В разговорах выяснилось, что многие имеют немалый боевой опыт. Вот Поль де Форж. Еще в 1939 году сражался под руководством Марселя Валена. Был сбит, взят гитлеровцами в плен. Позже — репатриирован в связи с серьезным ранением, исключавшим, по мнению немецких медиков, его возвращение в строй. Однако он уже в 1942 году, покинув родные места, предстал перед командующим ВВС «Сражающейся Франции» генералом Марселем Валеном.
— Хочу снова стать истребителем.
— В Россию поедете?
— Сочту для себя за честь.
Под стать де Форжу были и другие парни.
— Ну, а как ты, Пьер, попал к нам? — спросил Тюлян сидевшего рядом друга, с которым крепкие узы связывали его еще с 1930 года.
— Это целая одиссея. Ты знаешь, Жан, что после оккупации бошами Франции предатели-петеновцы направили меня в Индокитай командиром эскадрильи ночных бомбардировщиков. Служил в Камбодже. В октябре сорокового на «потезе» бежал в Китай. Оттуда — через Индию, Судан, Чад, Нигерию — добрался в США, затем — в Лондон. Встретился с генералом де Голлем. Он сказал: «Нормандия» сражается. Нужно усилить ее. Подберите летчиков и отправляйтесь в Россию». Вот как я очутился здесь.

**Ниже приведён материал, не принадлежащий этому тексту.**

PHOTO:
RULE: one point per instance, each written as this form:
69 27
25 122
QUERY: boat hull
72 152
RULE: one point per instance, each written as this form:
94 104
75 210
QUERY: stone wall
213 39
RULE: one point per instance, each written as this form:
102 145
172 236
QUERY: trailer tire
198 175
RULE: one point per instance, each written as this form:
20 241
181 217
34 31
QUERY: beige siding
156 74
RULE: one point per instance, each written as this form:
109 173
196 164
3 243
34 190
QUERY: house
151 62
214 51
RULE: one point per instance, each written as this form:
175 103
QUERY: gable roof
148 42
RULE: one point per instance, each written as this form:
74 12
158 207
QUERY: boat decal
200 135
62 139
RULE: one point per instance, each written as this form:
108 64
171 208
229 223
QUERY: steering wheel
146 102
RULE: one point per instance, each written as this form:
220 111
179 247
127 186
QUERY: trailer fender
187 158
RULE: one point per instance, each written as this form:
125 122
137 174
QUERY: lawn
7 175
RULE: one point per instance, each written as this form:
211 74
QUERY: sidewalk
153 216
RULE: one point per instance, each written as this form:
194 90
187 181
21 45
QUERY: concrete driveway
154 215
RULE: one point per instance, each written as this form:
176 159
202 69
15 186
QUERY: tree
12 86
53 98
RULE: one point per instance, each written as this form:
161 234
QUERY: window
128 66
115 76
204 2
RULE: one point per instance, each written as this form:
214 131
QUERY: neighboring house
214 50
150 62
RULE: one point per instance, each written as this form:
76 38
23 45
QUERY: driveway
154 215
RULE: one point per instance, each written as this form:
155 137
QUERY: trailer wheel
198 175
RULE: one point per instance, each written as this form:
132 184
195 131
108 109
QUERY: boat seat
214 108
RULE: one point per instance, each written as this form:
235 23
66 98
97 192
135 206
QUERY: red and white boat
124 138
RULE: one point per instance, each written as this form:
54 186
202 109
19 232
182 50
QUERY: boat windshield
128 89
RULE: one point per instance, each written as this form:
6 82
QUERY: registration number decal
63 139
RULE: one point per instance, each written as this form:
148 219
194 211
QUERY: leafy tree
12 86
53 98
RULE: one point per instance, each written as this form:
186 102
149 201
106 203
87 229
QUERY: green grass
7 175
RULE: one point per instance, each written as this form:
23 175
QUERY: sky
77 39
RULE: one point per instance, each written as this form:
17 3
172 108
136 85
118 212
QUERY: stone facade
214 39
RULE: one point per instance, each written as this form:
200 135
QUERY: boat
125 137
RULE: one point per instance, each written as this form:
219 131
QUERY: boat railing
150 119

— Ты сам подбирал летчиков?
— Да, многих знаю лично, а с Бернавоном бывал в боях. Заверяю: надежный парень.
Тюлян помолчал, потом сказал:
— Прекрасно, что вы приехали, — дали эскадрилье второе дыхание…

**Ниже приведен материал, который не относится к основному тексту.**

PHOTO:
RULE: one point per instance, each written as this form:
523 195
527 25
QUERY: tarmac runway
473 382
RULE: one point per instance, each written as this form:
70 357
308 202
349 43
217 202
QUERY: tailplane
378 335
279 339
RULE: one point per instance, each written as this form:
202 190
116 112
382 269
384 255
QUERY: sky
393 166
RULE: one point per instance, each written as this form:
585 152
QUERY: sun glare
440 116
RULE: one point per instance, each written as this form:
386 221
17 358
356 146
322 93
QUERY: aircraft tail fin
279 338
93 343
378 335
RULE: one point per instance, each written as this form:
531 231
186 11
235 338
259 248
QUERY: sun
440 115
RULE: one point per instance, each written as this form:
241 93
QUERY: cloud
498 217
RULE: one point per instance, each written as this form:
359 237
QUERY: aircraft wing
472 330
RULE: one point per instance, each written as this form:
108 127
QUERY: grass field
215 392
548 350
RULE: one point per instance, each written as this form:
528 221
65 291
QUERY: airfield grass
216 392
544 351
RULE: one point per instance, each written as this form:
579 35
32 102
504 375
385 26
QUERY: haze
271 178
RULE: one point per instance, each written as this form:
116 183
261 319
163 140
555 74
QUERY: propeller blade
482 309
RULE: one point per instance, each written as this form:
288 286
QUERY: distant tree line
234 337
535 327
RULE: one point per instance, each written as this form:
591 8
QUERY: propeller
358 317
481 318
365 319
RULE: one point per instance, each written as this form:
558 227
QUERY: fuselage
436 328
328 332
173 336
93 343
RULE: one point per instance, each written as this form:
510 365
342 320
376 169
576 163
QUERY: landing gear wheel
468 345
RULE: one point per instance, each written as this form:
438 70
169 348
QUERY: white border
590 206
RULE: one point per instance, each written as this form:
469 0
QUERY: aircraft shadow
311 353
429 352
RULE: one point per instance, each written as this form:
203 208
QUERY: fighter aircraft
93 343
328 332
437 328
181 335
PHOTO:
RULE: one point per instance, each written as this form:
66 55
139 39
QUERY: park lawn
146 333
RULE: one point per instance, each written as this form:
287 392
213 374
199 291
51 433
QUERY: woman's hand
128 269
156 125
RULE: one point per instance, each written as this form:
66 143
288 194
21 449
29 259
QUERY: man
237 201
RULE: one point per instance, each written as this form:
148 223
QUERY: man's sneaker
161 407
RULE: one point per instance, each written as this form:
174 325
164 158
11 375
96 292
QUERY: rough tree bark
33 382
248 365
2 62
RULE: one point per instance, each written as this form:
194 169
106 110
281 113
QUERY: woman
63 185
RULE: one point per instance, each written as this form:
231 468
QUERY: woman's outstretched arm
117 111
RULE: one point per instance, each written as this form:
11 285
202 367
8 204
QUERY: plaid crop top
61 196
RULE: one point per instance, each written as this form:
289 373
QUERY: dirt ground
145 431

Новичков чествовали 12 июля, а через день отметили национальный праздник французского народа — День взятия Бастилии.
В эскадрилью прибыли летчики братского 18-го полка во главе со своим командиром Голубовым, а из Москвы приехал генерал Пети.

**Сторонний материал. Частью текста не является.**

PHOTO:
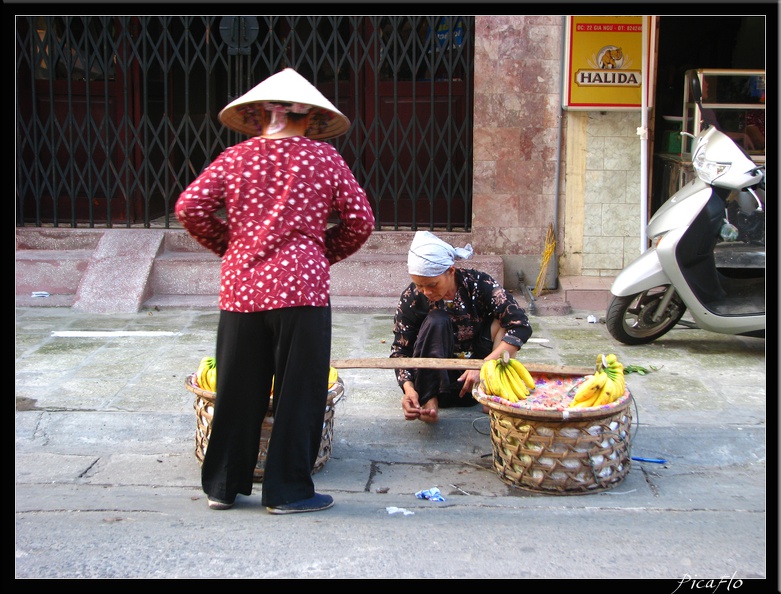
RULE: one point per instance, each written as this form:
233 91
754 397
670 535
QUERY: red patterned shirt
275 242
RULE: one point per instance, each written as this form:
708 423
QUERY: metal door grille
117 114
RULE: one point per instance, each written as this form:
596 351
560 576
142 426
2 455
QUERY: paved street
107 484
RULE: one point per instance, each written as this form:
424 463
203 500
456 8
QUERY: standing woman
278 189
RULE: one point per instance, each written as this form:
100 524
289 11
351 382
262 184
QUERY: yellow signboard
604 63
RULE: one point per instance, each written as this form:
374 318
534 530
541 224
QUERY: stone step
119 270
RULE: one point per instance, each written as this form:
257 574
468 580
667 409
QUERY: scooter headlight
708 171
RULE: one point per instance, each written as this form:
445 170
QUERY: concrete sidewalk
108 485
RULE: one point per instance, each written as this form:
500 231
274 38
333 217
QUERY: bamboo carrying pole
433 363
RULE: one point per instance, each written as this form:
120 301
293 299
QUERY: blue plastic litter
432 494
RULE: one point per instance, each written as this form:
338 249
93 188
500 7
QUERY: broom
550 247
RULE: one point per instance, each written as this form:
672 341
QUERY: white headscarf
430 256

Вначале все шло по программе. На лесной поляне выстроился личный состав. Пети поздравил с праздником, после чего был приспущен трехцветный французский флаг, который, становясь на колено, торжественно целовал каждый «нормандец».
И тут с командного пункта дивизии поступила команда: срочно выслать истребители эскадрильи на сопровождение бомбардировщиков.
В воздух поднялись Ролан де ля Пуап, Лефевр, Альбер, Беген, Кастелен. В небе они примкнули к истребителям 18-го гвардейского полка и вскоре приняли сигнал «Вижу противника».
Бой был жестоким. Несколько вражеских машин упало на землю, остальные спаслись бегством. Из «нормандцев» без повреждения возвратился только Лефевр.
Пулеметная очередь раздробила в самолете Бегена законцовку левой консоли. «Як» стал плохо слушаться рулей. Это злило Дидье. Он сел на первый попавшийся промежуточный аэродром, представился хозяевам, попросил обыкновенную ножовку. Все, кто мог, собрались посмотреть, что будет делать француз. А Беген преспокойно отпилил часть крыла, запустил мотор и отправился «домой». Друзья долго не верили в возможность такой «операции». Изучали срез, рядили-судили, и сошлись на том, что тут действительно поработали пилой.
Де ля Пуап на «яке» с акульей пастью на фюзеляже (по настоятельной просьбе пилота ее нарисовал механик Жорж Марлей) приземлился и вылез из кабины, то и дело вытирая платочком сочащуюся из уха кровь.
— Скорее раскрывай свою аптеку, Жорж, — обратился он к Лебединскому, горестно улыбаясь.
Что толку было в той аптечке — деревянном зеленом ящике с красным крестом на крышке, — которую врач всегда таскал за собой: там, кроме ваты, бинтов, йода, пилюль и бутылки из-под спирта (испарился во французских глотках — шутили летчики), ничего не имелось.
Лебединский обследовал ухо, поставил диагноз:
— Лопнула барабанная перепонка. Ничего страшного, до свадьбы заживет.
Упреждая события, скажем, что де ля Пуапа пришлось срочно отправлять в госпиталь, где он вместе с Лефевром, подхватившим желтуху, провел целых три недели.
Перед взлетом к Ролану подошел Литольф:
— Вы хоть сбили того, из-за кого пострадали?
— Определенно сбил бы, да забыл снять предохранители с оружия, — зло сплюнул Пуап.